Prepetition, on December 2, 2014, the Debtor was granted the Patent from the United States Patent and Trademark Office for luggage incorporating a weight determination mechanism and location determination mechanism. (Pl. Ex. 5). The luggage would also incorporate a camera to take one or more pictures upon opening the luggage. According to the Debtor’s testimony at trial, he was introduced to Mr. Polanco through a relative at a time when the Debtor was seeking investors to fund the development and manufacturing of luggage using the Patent. (Trial Tr.p. 9). The Debtor met with Mr. Polanco and discussed the Patent and his plan to obtain sufficient funds from investors to bring the project to fruition. (Trial Tr. p. 12). According to the Debtor, Mr.
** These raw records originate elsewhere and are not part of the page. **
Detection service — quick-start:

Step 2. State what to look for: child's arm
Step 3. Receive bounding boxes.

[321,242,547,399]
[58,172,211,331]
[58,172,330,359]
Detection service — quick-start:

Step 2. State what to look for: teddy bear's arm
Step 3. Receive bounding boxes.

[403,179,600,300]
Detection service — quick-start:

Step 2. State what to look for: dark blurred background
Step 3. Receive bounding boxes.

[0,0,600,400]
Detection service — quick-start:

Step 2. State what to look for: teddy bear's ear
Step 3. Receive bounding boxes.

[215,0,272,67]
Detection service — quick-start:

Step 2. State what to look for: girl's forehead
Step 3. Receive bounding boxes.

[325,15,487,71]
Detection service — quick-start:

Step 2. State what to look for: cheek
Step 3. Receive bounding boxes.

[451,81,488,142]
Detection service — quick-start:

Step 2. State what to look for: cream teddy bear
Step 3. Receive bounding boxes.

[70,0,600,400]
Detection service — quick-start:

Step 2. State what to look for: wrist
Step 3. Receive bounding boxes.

Polanco was the only investor in the project. The Debtor had

formed GD Global Corp. (“GD Global”), a New York corporation, in December 2013, as part of his plan to develop and manufacture the luggage. (Trial Tr. p. 17), (Pl. Ex. 9). The Debtor had advanced approximately $25,000 of his own funds into GD Global, which had been deposited into a Bank of America account held by GD Global. (Pl. Ex. 10). The Phoenix Company issued two checks to GD Global in the amount of $25,000 each which were deposited on November 14, 2016 into the GD Global account at the Bank of New York. (Pl. Ex. 11).